Energy Policy

90-808

Units: 6

Description:

This seminar will provide an introduction to modern U.S. energy policy.  Our goal will be to understand, from a practical perspective, how economics, technology, politics, public opinion and national security all influence the development and implementation of policy. 

Questions that we will address include: Why has energy taken on such a critical role in the public policy agenda?  How has U.S. energy policy changed over the years and what lessons have we learned from past initiatives?  How much influence does government really have?  How have new technologies changed the energy landscape and our interactions with other countries?

The class will begin with an overview of the energy sector and the related government structure.  After covering some historical context, we will discuss Presidential initiatives and legislative activity.  We will then consider some case studies, such as the Keystone Pipeline, the development of the Marcellus Shale, and carbon taxes that demonstrate conflicting viewpoints about appropriate energy policy.  The class will also explore international energy security issues like liquefied natural gas and crude oil exports.

This course is a seminar class; I will provide a framework and then guide a discussion among the students. Your preparation and participation are essential. 

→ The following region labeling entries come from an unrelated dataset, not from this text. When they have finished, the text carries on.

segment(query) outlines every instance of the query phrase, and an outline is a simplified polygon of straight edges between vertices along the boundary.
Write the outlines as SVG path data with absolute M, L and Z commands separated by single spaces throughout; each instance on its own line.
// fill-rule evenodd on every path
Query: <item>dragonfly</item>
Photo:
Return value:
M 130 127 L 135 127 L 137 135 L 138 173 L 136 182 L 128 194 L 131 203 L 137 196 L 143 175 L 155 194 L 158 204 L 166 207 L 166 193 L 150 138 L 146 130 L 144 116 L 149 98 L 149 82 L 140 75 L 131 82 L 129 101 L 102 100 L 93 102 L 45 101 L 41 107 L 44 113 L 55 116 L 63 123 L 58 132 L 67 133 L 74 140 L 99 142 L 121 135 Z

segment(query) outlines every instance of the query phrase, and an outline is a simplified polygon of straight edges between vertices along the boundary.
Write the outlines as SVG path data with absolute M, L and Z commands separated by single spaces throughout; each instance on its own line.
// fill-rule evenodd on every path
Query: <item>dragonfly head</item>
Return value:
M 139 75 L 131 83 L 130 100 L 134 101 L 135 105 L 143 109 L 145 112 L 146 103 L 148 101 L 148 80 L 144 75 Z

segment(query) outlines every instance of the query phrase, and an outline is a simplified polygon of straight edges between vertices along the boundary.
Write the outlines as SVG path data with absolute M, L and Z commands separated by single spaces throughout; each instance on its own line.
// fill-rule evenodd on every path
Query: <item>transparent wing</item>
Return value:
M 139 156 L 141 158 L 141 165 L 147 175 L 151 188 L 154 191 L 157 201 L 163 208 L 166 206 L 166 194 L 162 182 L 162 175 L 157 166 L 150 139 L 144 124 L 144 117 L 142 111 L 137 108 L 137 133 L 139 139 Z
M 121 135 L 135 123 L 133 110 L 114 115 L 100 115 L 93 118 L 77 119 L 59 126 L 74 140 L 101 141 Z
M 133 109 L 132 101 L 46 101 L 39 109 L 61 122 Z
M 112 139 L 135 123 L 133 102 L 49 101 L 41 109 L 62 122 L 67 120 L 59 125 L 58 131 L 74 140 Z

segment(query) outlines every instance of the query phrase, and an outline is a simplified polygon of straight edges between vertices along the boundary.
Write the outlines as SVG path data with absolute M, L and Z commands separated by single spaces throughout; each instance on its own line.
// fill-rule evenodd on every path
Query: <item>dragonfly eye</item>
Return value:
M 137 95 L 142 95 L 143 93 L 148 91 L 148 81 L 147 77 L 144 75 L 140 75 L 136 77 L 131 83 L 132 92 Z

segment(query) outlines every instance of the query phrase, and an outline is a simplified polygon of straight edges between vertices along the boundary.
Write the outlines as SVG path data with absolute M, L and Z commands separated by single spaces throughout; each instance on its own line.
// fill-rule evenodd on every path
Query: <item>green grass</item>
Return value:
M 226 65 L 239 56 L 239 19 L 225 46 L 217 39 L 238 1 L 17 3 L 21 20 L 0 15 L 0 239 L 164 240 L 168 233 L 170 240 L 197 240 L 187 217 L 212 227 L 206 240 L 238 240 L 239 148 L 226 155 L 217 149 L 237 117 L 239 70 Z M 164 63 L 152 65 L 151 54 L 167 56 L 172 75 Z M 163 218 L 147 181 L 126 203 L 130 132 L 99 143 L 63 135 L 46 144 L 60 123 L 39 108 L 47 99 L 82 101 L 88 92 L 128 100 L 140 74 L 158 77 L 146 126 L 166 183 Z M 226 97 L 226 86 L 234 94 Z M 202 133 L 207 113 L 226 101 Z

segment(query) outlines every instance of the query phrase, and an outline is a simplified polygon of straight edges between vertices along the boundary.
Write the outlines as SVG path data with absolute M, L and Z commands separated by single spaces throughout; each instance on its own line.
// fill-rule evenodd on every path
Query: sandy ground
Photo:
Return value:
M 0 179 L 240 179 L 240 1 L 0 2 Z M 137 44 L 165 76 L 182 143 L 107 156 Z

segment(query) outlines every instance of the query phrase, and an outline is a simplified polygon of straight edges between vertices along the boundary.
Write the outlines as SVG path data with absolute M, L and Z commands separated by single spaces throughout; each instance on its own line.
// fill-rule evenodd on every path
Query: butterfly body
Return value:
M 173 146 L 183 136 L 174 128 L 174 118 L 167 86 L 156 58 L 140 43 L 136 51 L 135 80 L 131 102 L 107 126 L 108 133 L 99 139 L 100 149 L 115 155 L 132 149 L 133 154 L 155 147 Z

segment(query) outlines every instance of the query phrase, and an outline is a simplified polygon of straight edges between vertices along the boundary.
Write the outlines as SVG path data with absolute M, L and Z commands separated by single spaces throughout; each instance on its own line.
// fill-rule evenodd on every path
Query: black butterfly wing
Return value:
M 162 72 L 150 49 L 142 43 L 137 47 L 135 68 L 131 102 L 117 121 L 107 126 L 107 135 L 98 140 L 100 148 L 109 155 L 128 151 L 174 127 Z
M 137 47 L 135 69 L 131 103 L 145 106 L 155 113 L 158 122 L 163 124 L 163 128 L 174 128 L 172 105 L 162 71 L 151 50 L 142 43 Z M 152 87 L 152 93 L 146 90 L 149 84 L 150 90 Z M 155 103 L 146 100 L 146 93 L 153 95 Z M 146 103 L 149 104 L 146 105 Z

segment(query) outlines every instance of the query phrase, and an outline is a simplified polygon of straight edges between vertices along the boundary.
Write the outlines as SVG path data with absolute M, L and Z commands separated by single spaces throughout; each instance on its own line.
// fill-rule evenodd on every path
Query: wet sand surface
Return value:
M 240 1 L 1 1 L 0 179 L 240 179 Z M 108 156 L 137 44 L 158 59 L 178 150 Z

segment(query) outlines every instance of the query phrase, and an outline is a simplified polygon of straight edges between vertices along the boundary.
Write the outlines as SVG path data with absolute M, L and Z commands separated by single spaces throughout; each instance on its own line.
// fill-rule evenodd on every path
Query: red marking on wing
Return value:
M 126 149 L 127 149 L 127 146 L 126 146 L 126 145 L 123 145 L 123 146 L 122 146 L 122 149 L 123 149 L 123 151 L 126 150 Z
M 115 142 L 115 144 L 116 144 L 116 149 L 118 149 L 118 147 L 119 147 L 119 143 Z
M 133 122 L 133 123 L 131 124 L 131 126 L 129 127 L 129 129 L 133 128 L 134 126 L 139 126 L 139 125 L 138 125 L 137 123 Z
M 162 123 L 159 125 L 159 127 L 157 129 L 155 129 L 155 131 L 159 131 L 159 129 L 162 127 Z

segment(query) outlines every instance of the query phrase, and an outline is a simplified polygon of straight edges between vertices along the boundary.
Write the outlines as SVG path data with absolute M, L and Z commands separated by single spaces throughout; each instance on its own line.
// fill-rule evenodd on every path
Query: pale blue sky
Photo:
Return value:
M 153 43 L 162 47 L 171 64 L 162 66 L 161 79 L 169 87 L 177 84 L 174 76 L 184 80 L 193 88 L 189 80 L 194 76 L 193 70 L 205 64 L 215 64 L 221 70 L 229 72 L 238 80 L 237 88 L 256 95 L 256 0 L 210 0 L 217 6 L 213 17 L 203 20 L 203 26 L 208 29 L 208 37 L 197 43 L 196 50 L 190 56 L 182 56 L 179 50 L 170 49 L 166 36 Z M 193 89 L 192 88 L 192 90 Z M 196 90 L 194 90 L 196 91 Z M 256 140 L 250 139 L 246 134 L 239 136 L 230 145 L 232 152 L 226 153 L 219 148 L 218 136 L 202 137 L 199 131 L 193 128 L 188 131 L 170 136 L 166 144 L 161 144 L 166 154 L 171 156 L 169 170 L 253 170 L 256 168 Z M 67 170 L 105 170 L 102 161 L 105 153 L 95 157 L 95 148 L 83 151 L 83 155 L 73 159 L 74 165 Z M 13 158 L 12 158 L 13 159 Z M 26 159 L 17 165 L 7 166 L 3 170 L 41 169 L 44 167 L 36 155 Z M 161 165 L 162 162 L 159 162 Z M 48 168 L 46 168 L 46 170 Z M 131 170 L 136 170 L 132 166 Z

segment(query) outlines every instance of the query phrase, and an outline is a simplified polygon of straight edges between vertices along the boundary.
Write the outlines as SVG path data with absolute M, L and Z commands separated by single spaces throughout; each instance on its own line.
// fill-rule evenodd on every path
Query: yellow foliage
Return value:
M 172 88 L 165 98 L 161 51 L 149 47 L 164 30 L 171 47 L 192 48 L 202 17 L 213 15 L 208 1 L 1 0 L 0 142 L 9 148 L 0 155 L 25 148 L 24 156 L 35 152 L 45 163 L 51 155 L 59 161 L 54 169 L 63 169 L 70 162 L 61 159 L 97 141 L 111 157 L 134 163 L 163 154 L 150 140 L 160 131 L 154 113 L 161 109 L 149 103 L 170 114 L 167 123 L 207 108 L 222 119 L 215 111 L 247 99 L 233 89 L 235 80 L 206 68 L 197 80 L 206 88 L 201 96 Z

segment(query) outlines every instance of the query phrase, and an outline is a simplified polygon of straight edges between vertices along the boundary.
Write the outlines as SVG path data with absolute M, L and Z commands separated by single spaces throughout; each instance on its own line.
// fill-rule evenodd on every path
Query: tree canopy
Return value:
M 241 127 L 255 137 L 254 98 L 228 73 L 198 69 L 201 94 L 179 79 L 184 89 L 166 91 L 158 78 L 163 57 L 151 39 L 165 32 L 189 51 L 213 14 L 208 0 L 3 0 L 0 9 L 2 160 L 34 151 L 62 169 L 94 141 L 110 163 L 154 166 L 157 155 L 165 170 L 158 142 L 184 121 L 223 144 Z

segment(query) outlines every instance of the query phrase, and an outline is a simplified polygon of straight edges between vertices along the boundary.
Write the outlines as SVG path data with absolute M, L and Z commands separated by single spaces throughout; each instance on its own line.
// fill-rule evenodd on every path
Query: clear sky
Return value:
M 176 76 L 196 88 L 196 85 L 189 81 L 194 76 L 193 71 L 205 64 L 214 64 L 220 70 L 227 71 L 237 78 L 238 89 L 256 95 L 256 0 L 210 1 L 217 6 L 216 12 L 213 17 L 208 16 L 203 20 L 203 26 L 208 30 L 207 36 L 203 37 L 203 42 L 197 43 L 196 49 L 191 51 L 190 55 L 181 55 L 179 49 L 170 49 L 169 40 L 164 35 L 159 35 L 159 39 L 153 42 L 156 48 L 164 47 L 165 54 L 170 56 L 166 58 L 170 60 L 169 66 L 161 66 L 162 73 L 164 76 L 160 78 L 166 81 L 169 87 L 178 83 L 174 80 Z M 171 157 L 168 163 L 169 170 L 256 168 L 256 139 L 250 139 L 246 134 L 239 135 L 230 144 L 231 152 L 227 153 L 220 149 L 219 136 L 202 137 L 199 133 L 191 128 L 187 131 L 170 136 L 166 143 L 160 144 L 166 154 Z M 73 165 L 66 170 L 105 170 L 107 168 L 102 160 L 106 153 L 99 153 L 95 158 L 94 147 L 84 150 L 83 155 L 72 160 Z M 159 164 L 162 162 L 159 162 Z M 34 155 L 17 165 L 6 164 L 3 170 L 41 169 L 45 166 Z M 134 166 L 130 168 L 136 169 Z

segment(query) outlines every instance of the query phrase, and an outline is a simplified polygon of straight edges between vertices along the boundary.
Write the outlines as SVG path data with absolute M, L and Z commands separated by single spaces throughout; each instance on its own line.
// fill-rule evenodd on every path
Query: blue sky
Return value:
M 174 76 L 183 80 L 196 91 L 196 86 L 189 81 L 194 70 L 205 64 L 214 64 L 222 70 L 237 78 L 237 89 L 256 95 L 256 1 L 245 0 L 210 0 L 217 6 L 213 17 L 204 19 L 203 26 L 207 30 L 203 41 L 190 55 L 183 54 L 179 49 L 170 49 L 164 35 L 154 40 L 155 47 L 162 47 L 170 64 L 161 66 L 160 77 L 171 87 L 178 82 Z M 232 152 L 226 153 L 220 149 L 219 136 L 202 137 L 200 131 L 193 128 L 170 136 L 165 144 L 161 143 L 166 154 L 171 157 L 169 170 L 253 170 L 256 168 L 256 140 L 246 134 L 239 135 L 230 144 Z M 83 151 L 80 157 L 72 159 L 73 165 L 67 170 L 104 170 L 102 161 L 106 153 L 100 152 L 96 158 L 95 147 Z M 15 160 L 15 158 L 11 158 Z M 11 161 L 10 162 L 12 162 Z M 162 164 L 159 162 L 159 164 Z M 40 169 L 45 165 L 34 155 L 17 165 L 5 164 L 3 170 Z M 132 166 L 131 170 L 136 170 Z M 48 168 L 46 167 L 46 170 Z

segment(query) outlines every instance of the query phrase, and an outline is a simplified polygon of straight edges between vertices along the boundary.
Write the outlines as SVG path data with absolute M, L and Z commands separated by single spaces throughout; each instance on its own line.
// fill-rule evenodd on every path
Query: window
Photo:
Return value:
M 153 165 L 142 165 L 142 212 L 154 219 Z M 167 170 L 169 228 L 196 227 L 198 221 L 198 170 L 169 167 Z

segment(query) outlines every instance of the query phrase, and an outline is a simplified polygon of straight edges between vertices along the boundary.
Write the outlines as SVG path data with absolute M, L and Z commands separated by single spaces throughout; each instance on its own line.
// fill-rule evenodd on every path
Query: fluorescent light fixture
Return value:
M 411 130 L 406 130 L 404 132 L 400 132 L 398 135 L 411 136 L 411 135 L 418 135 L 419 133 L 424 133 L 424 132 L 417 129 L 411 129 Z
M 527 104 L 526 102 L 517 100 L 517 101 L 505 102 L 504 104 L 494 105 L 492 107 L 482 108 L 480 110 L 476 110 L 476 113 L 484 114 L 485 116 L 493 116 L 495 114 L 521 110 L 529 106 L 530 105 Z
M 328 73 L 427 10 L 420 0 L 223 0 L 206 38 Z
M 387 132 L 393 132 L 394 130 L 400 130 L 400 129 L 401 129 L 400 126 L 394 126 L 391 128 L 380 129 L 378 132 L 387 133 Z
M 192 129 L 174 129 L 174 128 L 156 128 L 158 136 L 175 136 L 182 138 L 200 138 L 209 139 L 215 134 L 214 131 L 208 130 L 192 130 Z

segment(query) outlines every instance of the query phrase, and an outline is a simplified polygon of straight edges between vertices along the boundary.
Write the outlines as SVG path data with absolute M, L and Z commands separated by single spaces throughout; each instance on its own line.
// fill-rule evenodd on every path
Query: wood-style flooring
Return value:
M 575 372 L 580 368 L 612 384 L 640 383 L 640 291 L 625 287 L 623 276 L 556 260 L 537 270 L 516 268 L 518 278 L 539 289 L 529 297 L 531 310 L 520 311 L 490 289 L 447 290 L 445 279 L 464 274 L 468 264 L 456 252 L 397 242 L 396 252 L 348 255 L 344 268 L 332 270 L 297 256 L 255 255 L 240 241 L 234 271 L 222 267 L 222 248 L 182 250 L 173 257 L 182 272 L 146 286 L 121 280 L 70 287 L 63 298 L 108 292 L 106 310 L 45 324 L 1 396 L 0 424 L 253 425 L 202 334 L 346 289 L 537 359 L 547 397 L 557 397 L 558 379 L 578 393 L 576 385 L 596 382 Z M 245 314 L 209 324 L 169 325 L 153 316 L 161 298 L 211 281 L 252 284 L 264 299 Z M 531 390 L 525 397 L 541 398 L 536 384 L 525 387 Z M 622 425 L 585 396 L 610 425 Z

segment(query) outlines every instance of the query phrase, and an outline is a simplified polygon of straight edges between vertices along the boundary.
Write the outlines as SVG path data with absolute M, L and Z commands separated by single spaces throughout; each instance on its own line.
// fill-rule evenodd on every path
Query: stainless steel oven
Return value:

Each session will begin with a short review and discussion of current events in the energy sector, including how energy and environmental issues are being addressed by 2020 presidential candidates.  We will also hear from guest speakers, including a number of current and former senior government officials.

Learning Outcomes:

By the end of this class, students should have a solid understanding of the issues and the players involved in the development and implementation of U.S. energy policy.  Students should be able to articulate the relevant policy considerations and the trade-offs associated with various energy initiatives.  You should be able to draw upon historical examples and develop recommendations for current and future energy policy in the U.S.